Quiz Show Scandals - Revelation

Revelation

Herb Stempel was a contestant on Twenty-One who was coached by the show's producer Dan Enright. After achieving a score of $69,500, Stempel's scripted loss to the more popular Charles Van Doren occurred on December 5, 1956. One of the questions Stempel got wrong involved the winner of the 1955 Academy Award for Best Motion Picture. (The correct answer was Marty, one of Stempel's favorite movies; as instructed by Enright, Stempel gave the incorrect answer On the Waterfront.) After his preordained loss, Stempel spoke out against the operation, claiming that he deliberately lost the match against Van Doren on orders from Enright.

Initially, Stempel was dismissed as a sore loser and it wasn't until August 1958 that his credibility was bolstered. Ed Hilgemeyer, a contestant on Dotto, announced that he had found a notebook containing the very answers contestant Marie Winn was delivering on stage. But the final stroke came from Twenty-One contestant James Snodgrass, who had sent registered letters to himself containing the advance answers. Such evidence was irrefutable. It eventually emerged that the Twenty-One debut on September 12, 1956 had gone so badly that sponsor Geritol called producers Barry and Enright the following day and demanded changes. Under pressure, Enright and his partner Albert Freedman decided to rig the show. Jack Barry, the show's host and co-owner of Barry-Enright Productions, was not involved in the actual rigging, but later helped in the cover-up.

By October 1958, the story was everywhere and the quiz shows' Nielsen ratings were dropping. The networks denied everything and canceled the now-suspicious shows.
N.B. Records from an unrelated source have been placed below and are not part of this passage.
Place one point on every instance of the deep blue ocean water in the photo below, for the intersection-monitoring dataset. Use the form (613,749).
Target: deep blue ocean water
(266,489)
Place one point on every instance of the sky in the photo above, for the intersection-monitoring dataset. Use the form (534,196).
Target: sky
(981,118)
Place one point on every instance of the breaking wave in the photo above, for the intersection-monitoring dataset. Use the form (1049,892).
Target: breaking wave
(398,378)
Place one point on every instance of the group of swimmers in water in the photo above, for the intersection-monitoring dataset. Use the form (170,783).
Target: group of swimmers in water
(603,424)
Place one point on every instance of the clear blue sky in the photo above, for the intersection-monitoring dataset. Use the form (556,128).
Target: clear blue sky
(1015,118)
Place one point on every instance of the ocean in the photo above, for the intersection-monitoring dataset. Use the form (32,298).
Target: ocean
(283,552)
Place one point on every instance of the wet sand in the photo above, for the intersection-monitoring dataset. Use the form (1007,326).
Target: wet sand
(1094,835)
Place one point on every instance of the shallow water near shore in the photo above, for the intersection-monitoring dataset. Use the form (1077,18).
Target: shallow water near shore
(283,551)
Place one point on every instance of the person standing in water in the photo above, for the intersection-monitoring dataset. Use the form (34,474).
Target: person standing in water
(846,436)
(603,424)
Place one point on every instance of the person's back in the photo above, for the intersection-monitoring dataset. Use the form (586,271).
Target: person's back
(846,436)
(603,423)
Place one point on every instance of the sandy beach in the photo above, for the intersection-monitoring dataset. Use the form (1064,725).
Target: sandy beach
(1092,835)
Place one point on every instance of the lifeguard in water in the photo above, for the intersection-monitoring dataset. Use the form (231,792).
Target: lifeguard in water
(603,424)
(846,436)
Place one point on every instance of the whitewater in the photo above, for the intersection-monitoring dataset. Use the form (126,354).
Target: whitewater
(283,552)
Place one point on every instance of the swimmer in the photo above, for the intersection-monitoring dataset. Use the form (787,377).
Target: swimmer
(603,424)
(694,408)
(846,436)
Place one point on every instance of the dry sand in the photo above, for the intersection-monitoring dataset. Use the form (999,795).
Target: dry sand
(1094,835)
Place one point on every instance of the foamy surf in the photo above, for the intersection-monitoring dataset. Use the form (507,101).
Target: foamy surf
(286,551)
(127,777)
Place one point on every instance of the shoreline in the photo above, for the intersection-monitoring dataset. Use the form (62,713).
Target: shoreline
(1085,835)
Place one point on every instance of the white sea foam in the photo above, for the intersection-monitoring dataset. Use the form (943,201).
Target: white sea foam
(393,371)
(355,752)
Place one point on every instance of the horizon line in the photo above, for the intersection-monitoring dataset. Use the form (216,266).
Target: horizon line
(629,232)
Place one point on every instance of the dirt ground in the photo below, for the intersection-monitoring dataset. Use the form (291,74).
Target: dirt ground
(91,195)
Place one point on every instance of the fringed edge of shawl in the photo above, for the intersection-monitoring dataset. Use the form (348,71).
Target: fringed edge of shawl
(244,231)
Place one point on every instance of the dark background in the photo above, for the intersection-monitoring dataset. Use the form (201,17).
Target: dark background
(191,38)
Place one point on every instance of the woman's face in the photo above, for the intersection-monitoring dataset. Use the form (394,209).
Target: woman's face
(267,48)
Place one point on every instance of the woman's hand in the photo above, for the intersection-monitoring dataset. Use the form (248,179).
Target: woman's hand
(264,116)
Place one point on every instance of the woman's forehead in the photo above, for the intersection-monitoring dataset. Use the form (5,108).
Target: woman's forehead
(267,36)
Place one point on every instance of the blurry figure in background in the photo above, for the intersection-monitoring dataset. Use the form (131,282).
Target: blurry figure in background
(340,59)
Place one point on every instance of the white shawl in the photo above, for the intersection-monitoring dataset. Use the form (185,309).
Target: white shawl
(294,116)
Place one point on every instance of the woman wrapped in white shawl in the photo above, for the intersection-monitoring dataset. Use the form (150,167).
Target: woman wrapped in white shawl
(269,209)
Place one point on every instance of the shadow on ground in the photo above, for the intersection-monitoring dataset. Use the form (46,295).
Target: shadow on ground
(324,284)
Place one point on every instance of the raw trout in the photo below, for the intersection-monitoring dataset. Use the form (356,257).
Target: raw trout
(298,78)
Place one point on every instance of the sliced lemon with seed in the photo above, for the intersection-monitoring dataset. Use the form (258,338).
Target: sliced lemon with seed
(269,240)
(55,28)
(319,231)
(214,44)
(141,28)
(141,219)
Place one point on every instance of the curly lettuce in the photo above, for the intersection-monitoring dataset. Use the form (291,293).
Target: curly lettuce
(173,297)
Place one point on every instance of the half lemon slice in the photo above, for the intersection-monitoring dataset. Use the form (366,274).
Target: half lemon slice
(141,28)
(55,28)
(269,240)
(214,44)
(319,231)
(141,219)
The people's reactions were quick and powerful when the quiz show fraud became public. Between 87 and 95% of the American public was informed about the scandals as measured by industry-sponsored polls. Meanwhile, New York prosecutor Joseph Stone convened a grand jury to investigate the charges. Many of the coached contestants, who had become celebrities due to their quiz-show success, were so afraid of the social repercussions that they were unwilling to confess to having been coached, even to the point of perjuring themselves to avoid backlash. The judge sealed the grand jury report for unknown reasons.

The 86th Congress, by then in its first session, quickly saw the political opportunity the scandals offered; in October 1959, the House Committee on Legislative Oversight, under Representative Oren Harris's chairmanship, began to hold hearings investigating the scandal. Patty Duke, then a child actress who had competed on The $64,000 Challenge (a companion show to The $64,000 Question), testified to having been coached, as did Stempel, Snodgrass, and Hilgemeyer.

It was confirmed on November 2 when Van Doren said to the Committee that "I was involved, deeply involved, in a deception. The fact that I too was very much deceived cannot keep me from being the principal victim of that deception, because I was its principal symbol."